Mantan Kapolres Ngada Layak Terima Tiga Sanksi Berat: Pencopotan Jabatan, Pidana, dan Pemberhentian Tidak Hormat

Mantan Kapolres Ngada Layak Terima Tiga Sanksi Berat: Pencopotan Jabatan, Pidana, dan Pemberhentian Tidak Hormat

Kasus dugaan penyalahgunaan narkoba dan tindakan asusila yang melibatkan mantan Kapolres Ngada, AKBP Fajar Widyadharma Lukman, telah menimbulkan gelombang protes publik. Menteri Hak Asasi Manusia (HAM), Natalius Pigai, dengan tegas menyatakan bahwa mantan perwira polisi tersebut pantas menerima tiga sanksi berat secara bersamaan sebagai bentuk pertanggungjawaban atas perbuatannya. Pernyataan ini disampaikan Pigai saat berdialog dengan mahasiswa dalam sebuah kuliah umum di Medan, Jumat (14/3/2025).
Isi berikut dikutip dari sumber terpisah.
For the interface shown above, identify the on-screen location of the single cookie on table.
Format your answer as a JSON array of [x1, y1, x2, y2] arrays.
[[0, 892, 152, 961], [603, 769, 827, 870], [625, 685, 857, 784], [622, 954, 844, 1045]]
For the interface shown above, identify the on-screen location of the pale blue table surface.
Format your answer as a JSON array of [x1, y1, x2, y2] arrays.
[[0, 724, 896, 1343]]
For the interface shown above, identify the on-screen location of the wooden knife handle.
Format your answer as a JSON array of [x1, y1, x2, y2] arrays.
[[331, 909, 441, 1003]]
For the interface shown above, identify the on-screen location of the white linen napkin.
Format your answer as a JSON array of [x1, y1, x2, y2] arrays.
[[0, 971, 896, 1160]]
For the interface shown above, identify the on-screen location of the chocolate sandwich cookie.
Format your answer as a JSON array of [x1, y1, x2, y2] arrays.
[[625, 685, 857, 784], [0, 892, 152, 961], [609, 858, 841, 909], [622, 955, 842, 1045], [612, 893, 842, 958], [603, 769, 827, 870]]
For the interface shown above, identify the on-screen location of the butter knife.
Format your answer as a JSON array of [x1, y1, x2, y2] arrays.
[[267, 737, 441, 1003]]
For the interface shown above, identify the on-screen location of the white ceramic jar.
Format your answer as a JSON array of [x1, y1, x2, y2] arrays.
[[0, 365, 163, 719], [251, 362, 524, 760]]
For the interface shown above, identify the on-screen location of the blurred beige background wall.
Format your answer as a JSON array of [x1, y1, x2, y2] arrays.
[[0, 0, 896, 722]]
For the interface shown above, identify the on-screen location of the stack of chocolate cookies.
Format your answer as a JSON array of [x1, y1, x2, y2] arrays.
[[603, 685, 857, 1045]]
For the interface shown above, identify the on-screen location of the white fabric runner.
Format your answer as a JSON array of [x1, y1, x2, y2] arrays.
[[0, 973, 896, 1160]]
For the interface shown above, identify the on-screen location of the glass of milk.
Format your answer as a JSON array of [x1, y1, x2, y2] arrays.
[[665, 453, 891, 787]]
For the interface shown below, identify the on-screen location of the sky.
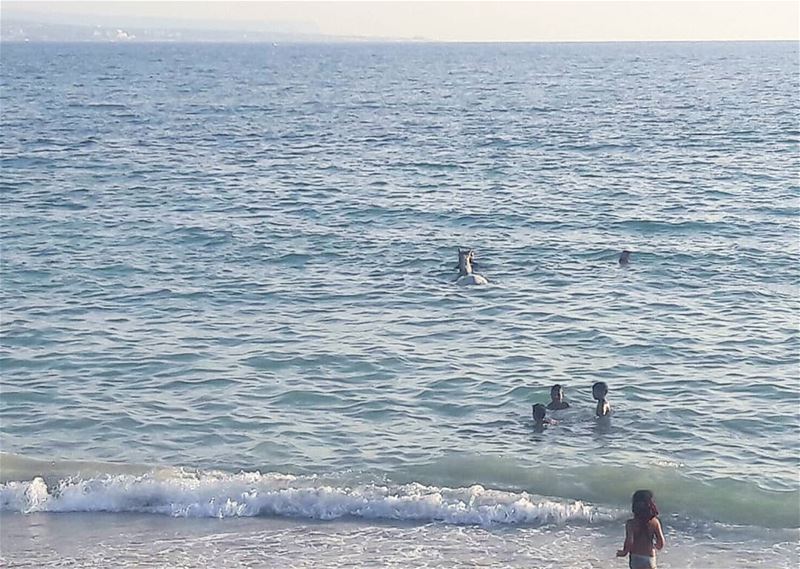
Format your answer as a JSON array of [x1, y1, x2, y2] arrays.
[[0, 0, 800, 42]]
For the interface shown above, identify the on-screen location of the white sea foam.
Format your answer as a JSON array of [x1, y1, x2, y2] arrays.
[[0, 472, 616, 525]]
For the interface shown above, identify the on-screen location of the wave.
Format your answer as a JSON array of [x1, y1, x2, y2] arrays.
[[0, 453, 800, 529], [0, 472, 619, 526]]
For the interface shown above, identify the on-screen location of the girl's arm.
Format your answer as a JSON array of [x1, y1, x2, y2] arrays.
[[617, 520, 633, 557], [653, 518, 664, 550]]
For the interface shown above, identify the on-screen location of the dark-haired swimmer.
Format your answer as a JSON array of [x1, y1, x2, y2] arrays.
[[592, 381, 611, 417], [547, 383, 569, 411], [531, 403, 555, 429]]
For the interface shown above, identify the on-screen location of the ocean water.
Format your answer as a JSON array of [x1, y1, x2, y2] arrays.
[[0, 43, 800, 569]]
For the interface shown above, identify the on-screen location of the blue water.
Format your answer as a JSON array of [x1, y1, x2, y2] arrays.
[[0, 43, 800, 567]]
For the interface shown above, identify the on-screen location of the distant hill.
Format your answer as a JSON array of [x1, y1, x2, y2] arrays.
[[0, 16, 381, 43]]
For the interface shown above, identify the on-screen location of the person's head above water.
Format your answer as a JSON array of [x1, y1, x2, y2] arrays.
[[458, 247, 475, 275], [547, 383, 569, 411], [592, 381, 608, 401]]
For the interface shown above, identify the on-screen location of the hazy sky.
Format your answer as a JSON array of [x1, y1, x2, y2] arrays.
[[6, 0, 800, 41]]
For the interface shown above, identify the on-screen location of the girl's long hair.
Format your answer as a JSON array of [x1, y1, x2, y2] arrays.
[[631, 490, 658, 527]]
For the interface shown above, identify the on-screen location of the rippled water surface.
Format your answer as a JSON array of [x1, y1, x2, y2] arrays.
[[0, 43, 800, 566]]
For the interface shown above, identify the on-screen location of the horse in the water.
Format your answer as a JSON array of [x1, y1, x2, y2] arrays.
[[456, 247, 489, 285]]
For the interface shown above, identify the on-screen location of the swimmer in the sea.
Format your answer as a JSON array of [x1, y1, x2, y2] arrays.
[[547, 383, 569, 411], [592, 381, 611, 417], [531, 403, 555, 430]]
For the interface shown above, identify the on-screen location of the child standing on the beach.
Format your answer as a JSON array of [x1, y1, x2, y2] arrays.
[[617, 490, 664, 569]]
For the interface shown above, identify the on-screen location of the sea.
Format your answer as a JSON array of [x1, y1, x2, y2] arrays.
[[0, 42, 800, 569]]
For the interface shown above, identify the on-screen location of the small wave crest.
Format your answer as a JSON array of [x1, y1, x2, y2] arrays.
[[0, 472, 618, 525]]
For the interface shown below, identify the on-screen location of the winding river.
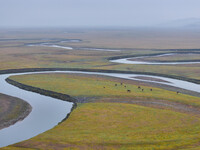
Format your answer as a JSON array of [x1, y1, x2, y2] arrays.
[[110, 53, 200, 65], [0, 71, 200, 147]]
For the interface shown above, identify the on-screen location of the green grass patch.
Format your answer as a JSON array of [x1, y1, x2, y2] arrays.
[[6, 103, 200, 150], [10, 73, 200, 106]]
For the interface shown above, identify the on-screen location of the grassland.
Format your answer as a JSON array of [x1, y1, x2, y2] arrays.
[[3, 74, 200, 150], [0, 29, 200, 79], [0, 94, 32, 129], [0, 29, 200, 150]]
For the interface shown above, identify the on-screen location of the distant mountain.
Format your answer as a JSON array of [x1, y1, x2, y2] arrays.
[[159, 18, 200, 28]]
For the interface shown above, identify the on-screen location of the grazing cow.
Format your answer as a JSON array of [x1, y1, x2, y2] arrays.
[[127, 90, 131, 93]]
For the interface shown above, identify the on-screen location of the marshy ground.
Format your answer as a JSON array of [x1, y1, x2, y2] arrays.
[[0, 29, 200, 150]]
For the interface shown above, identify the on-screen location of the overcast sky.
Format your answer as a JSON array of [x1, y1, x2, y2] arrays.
[[0, 0, 200, 27]]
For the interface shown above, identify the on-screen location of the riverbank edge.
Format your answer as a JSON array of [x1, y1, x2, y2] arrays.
[[6, 78, 77, 124], [0, 96, 32, 130], [107, 50, 200, 62], [0, 68, 200, 84]]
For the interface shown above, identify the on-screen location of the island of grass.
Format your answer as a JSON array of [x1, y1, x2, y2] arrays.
[[0, 94, 32, 129], [2, 73, 200, 150]]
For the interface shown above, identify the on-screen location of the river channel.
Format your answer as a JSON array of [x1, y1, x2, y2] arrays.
[[0, 71, 200, 147]]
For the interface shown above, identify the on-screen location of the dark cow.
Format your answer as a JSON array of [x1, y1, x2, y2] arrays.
[[127, 90, 131, 93]]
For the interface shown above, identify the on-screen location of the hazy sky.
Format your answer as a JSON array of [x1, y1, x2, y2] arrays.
[[0, 0, 200, 27]]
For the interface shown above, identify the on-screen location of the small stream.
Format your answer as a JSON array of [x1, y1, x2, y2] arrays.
[[0, 71, 200, 147]]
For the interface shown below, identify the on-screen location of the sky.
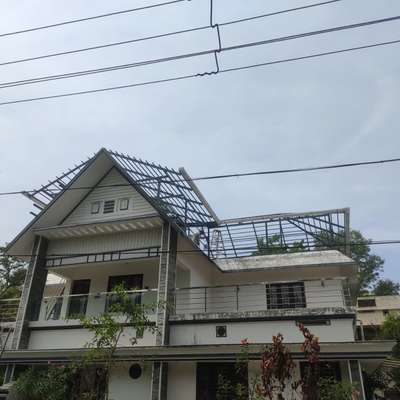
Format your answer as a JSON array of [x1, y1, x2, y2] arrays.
[[0, 0, 400, 281]]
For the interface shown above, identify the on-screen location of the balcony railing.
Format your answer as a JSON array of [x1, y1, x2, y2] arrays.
[[34, 289, 157, 321], [0, 298, 20, 323], [174, 281, 351, 314]]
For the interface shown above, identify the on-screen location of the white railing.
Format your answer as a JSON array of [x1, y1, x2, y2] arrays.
[[0, 298, 20, 323], [174, 281, 351, 314], [34, 289, 157, 321]]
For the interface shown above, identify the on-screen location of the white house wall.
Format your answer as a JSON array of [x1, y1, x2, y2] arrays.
[[167, 362, 196, 400], [170, 318, 354, 346], [28, 326, 156, 350], [63, 168, 157, 225], [47, 229, 161, 255], [109, 363, 151, 400]]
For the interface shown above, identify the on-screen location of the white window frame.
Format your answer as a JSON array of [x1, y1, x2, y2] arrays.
[[118, 197, 131, 211]]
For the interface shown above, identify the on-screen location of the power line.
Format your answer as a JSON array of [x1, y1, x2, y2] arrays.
[[0, 157, 400, 196], [0, 0, 188, 37], [0, 16, 400, 88], [0, 0, 343, 66], [6, 239, 400, 259], [0, 39, 400, 106]]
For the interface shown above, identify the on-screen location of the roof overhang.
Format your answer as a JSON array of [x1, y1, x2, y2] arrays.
[[0, 341, 395, 364], [6, 149, 118, 258], [214, 250, 357, 277]]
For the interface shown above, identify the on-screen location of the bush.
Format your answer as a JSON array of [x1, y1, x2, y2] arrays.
[[318, 378, 358, 400], [14, 366, 72, 400]]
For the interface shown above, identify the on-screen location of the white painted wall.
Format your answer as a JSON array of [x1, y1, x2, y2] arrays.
[[47, 229, 161, 263], [167, 362, 196, 400], [109, 362, 151, 400], [176, 279, 346, 314], [170, 319, 354, 346], [63, 168, 157, 225]]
Pigai menekankan pentingnya memberikan sanksi yang seberat-beratnya bagi aparat penegak hukum yang melakukan pelanggaran hukum. Ia berpendapat bahwa penerapan sanksi tunggal dalam kasus seperti ini tidaklah cukup. "Biasanya hanya satu hukuman, tetapi ini harus tiga hukuman sekaligus, meskipun waktunya berbeda," tegasnya. Ketiga sanksi tersebut, menurut Pigai, merupakan bentuk keadilan yang komprehensif dan sekaligus sebagai efek jera. Ketiga sanksi tersebut adalah:

  1. Pencopotan dari jabatan: Sanksi ini merupakan hukuman disiplin administrasi yang bersifat segera dan menunjukan bahwa negara tidak menoleransi tindakan pelanggaran hukum yang dilakukan oleh aparat penegak hukum. Pencopotan dari jabatan ini menandakan pencabutan kepercayaan dan kewenangan yang sebelumnya dimiliki.
  2. Penjeratan pidana: Tindakan asusila dan penyalahgunaan narkoba merupakan kejahatan serius yang harus diproses secara hukum. Proses peradilan pidana ini penting untuk memberikan rasa keadilan bagi korban dan masyarakat serta memberikan hukuman yang setimpal sesuai dengan ketentuan hukum yang berlaku.
  3. Pemberhentian tidak hormat dari kepolisian: Sanksi ini merupakan konsekuensi logis dari pelanggaran berat yang dilakukan. Pemberhentian tidak hormat dari kepolisian bukan hanya sebagai hukuman, tetapi juga sebagai bentuk perlindungan bagi institusi Polri agar citra dan kepercayaan publik terhadap kepolisian tidak semakin terkikis.

Langkah tegas Kapolri Jenderal Listyo Sigit Prabowo yang telah menetapkan AKBP Fajar sebagai tersangka dan memastikan proses hukum baik pidana maupun etik berjalan sesuai koridor hukum, mendapat apresiasi dari berbagai pihak. Sidang etik terhadap AKBP Fajar yang dijadwalkan pada Senin, 17 Maret 2025, diharapkan dapat memberikan keputusan yang adil dan transparan. Proses hukum yang transparan dan akuntabel ini diharapkan dapat mengembalikan kepercayaan masyarakat kepada institusi kepolisian dan meminimalisir kejadian serupa di masa mendatang. Pentingnya transparansi dalam proses hukum ini juga ditekankan oleh Brigjen Agus Wijayanto, Karowabprof Divpropam Polri, dalam jumpa pers di Mabes Polri, Kamis (13/3/2025).

Kasus ini menjadi pelajaran berharga bagi seluruh anggota Polri untuk senantiasa menjunjung tinggi hukum dan kode etik profesi. Ketegasan dalam menindak anggota yang melanggar hukum merupakan langkah penting dalam membangun kepercayaan publik terhadap institusi Polri. Dengan demikian, Polri diharapkan dapat menjalankan tugasnya secara profesional, proporsional, dan akuntabel dalam rangka menegakkan hukum dan melindungi masyarakat.